Ко всем прочим неприятностям к гаупткомиссару вернулась и похоть. Однако полицейский ответил — у него было слишком гадко на душе, чтобы снова что-то выдумывать, — что попробует расколоть Людевига.
— Я все поставлю на карту. Все из него выжму. Это надо было сделать уже давно.
— Ты ведь на больничном.
— Он этого не знает.
— Зато я знаю! — крикнула она. — В конце концов, ведь я курирую следствие. Или ты забыл?
— Я поеду туда.
Потом они разошлись в разные стороны. У него был больничный, но он пошел работать, она числилась на службе, но направилась домой. Вскоре оба затерялись в сутолоке Курфюрстенанлаге. Две удалявшиеся друг от друга точки.
17
Сейчас раннее утро, ночь еще не разжала свою по-весеннему свежую хватку, не убрала свои темные пальцы с макушек деревьев. Последние заморозки уже не серебрят траву, но все же ощущаются в предрассветных сумерках. Я вижу их сероватый плат в лесу, когда плебс еще спит.
За окном усердно насвистывает дрозд. Коротенькая песенка поначалу трогает мне душу… Потом я присматриваюсь к пичужке. Скучный, черноватый сюртучок из перьев, тусклые бусинки глаз, взгляд пустой, будто яичная скорлупа; на правом крыле просвечивает розовая кожица.

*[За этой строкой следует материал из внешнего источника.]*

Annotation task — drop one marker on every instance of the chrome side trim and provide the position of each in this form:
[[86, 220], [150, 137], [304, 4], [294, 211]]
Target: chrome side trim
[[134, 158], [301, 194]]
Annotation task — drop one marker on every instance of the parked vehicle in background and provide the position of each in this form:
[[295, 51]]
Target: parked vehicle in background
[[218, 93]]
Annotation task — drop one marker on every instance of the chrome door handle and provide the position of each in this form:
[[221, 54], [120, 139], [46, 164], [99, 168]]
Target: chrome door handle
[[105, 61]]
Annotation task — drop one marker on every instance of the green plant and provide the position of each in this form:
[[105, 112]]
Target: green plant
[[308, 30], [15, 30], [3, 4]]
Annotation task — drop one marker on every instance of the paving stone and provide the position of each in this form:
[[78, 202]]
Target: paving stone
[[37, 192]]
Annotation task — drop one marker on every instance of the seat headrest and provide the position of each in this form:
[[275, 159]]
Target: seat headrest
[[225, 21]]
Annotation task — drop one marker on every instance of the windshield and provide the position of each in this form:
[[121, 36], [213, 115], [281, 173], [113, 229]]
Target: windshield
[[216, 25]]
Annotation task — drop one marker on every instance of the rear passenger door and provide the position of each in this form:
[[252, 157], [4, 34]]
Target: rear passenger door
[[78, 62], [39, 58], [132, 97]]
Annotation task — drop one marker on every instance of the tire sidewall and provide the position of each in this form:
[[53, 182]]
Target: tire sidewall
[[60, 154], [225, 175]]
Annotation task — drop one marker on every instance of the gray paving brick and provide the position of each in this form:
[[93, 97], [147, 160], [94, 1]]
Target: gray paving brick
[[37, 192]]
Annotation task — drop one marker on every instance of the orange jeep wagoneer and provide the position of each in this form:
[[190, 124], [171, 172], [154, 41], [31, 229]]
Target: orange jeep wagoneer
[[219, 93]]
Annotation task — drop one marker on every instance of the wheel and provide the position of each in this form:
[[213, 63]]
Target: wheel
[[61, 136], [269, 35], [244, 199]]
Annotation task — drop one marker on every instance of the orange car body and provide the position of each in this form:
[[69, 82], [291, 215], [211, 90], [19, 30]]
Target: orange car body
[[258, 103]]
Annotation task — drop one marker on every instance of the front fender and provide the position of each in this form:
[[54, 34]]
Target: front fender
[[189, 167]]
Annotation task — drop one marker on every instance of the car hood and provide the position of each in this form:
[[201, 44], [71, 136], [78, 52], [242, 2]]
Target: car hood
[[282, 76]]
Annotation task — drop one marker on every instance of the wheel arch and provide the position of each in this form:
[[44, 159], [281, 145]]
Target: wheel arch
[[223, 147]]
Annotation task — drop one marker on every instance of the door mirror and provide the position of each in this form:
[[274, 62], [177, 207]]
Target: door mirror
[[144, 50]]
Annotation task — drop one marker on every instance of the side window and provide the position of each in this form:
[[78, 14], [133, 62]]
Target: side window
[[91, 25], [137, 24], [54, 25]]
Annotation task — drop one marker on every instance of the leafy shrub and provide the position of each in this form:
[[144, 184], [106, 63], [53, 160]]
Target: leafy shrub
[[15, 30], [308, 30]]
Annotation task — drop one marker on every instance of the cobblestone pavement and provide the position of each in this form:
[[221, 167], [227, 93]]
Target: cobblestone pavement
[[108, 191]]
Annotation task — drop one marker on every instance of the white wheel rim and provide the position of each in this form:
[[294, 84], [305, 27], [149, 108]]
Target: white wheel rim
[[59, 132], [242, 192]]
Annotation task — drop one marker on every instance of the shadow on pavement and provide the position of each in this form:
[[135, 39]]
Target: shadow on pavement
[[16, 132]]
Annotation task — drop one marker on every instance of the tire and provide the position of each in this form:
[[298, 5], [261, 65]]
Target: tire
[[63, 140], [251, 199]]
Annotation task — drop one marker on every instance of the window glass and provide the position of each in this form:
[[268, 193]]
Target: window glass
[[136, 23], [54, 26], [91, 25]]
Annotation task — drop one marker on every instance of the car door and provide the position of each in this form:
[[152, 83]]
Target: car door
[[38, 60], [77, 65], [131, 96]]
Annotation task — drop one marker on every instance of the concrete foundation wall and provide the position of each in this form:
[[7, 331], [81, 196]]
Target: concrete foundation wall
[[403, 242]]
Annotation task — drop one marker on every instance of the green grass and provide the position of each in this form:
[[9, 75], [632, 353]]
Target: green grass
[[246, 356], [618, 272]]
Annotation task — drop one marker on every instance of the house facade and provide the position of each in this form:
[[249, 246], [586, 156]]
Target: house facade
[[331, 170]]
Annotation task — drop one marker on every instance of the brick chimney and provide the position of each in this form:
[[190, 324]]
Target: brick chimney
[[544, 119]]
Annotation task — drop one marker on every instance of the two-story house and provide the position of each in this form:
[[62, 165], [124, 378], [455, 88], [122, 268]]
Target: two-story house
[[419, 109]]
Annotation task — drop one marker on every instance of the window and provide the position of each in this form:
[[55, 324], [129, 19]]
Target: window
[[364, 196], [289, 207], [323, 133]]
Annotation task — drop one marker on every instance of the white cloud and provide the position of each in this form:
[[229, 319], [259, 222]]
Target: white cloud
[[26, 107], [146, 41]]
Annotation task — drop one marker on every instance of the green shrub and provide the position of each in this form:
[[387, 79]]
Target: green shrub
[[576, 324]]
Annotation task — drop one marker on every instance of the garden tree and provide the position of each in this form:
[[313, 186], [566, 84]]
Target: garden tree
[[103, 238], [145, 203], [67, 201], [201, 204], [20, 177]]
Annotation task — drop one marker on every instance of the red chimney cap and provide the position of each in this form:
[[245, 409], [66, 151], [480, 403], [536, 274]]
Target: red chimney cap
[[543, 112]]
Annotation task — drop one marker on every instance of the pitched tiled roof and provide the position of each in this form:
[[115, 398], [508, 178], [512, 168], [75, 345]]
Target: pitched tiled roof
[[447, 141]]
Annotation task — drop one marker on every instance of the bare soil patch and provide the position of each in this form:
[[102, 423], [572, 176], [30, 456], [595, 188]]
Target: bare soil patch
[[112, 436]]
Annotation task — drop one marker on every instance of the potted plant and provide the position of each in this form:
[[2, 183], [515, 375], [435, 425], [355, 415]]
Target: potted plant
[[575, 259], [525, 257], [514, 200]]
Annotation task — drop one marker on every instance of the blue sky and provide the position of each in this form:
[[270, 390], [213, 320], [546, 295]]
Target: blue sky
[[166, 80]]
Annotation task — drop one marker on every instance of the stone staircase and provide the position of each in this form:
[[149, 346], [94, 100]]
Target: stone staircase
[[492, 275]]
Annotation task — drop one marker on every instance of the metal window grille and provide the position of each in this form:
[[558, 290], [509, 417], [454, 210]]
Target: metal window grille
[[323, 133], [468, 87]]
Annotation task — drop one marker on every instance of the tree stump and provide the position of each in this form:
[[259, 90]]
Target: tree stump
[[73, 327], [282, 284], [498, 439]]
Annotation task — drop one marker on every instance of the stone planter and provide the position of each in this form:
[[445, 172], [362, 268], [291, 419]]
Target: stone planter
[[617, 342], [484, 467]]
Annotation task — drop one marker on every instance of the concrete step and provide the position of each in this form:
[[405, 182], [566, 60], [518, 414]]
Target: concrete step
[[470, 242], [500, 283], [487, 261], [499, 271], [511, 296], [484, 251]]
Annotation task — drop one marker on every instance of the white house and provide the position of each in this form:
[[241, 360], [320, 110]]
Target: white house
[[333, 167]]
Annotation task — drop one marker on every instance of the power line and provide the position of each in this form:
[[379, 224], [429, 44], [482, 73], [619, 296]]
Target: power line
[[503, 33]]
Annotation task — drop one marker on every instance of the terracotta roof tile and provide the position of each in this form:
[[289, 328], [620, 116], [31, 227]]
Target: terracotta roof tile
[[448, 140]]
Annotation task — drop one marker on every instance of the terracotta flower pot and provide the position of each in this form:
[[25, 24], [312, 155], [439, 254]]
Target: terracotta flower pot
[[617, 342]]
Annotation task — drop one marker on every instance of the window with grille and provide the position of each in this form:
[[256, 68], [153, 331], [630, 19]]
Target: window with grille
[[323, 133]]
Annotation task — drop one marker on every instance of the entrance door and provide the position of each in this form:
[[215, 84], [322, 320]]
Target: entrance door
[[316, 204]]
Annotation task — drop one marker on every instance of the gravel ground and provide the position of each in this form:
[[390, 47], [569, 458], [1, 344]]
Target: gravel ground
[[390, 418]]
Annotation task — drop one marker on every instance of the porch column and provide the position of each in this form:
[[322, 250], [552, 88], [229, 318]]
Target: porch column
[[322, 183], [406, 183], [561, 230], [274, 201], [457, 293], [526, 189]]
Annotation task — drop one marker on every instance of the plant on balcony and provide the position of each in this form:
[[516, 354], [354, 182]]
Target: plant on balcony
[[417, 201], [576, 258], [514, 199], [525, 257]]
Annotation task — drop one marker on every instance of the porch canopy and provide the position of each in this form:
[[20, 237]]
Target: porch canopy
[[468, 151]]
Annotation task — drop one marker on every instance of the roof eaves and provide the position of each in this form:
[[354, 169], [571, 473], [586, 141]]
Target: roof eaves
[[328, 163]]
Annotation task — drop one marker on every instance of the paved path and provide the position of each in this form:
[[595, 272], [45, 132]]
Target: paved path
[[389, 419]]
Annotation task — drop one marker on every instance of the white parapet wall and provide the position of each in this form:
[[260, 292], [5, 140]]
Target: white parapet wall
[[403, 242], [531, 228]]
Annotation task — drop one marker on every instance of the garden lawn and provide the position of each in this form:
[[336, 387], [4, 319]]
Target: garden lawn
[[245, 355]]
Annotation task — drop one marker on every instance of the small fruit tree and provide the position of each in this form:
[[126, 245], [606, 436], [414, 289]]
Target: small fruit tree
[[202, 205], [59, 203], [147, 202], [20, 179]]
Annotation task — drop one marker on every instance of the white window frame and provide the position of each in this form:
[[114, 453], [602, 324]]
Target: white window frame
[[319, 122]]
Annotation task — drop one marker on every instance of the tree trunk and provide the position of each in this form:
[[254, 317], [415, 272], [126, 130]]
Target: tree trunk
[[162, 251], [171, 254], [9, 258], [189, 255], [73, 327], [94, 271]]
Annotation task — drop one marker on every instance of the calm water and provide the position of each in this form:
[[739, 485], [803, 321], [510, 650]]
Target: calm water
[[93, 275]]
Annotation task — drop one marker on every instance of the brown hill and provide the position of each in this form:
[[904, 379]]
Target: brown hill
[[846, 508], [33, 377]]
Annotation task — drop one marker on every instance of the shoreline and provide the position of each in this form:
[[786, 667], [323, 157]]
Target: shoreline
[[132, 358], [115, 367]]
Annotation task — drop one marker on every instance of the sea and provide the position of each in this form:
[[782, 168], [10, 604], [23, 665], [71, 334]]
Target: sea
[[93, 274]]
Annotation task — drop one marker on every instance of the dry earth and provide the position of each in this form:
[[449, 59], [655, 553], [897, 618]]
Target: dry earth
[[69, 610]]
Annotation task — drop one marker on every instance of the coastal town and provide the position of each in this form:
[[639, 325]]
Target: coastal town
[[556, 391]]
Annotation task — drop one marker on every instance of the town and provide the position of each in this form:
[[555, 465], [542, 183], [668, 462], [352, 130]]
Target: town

На клюве белое пятнышко. Словно дрозд клевал помет. Привет от археоптерикса. Палеозавр со слабостью к червям, переодевшийся в это серое безобразие. Он маячит передо мной, прямо передо мной, нас разделяет лишь тонкая пластина стекла. Соседская кошка грациозно подкрадывается к птице на бархатных подушечках. Легким ударом лапы она смахивает дрозда с оконного карниза. Далее следуют жалобный писк и блаженное мяуканье.
Если я затаю дыхание и доверюсь своим органам чувств, до меня даже донесется хруст косточек. Или это предчувствие конца и мое воображение играет со мной злую шутку? А может, радостное предвкушение конца? Таким было утро перед той, первой ночью. Килле оказалась сильной и храброй, она это сделала…
В тот давний роковой день я лежал, словно надломленное растение. Потом мне казалось, будто я слышу, как ломается мое тело. Почему я должен ужасаться, если разрушаются тела моих врагов?
«Skidsonaranthropos». «Человек — лишь сон тени».[24]
— Ты так удивительно точно умеешь обращаться со словами… — Она держала его голову обеими руками, он наслаждался ее прикосновением. — Когда ты это написал, мой мастер?
— Сразу после первого дела, ты помогла мне обрести слово…
Да, ему это тоже нравилось, точно, ему нравилось.
Шлирбахский дом произвел на Тойера удручающее впечатление, но иного он и не ожидал. Современный двухэтажный элитный дом с дорогими деревянными элементами фасада — вроде все как положено. Но на склоне горы он выглядел как-то холодно и угрюмо. Роскошный саркофаг. Как уже рассказывал Штерн, там и сям из стены торчали инородные кубистские эркеры, пялились круглые глухие иллюминаторы «бычий глаз», лихой мостик вел к стальной двери — покоям увядающей нимфы.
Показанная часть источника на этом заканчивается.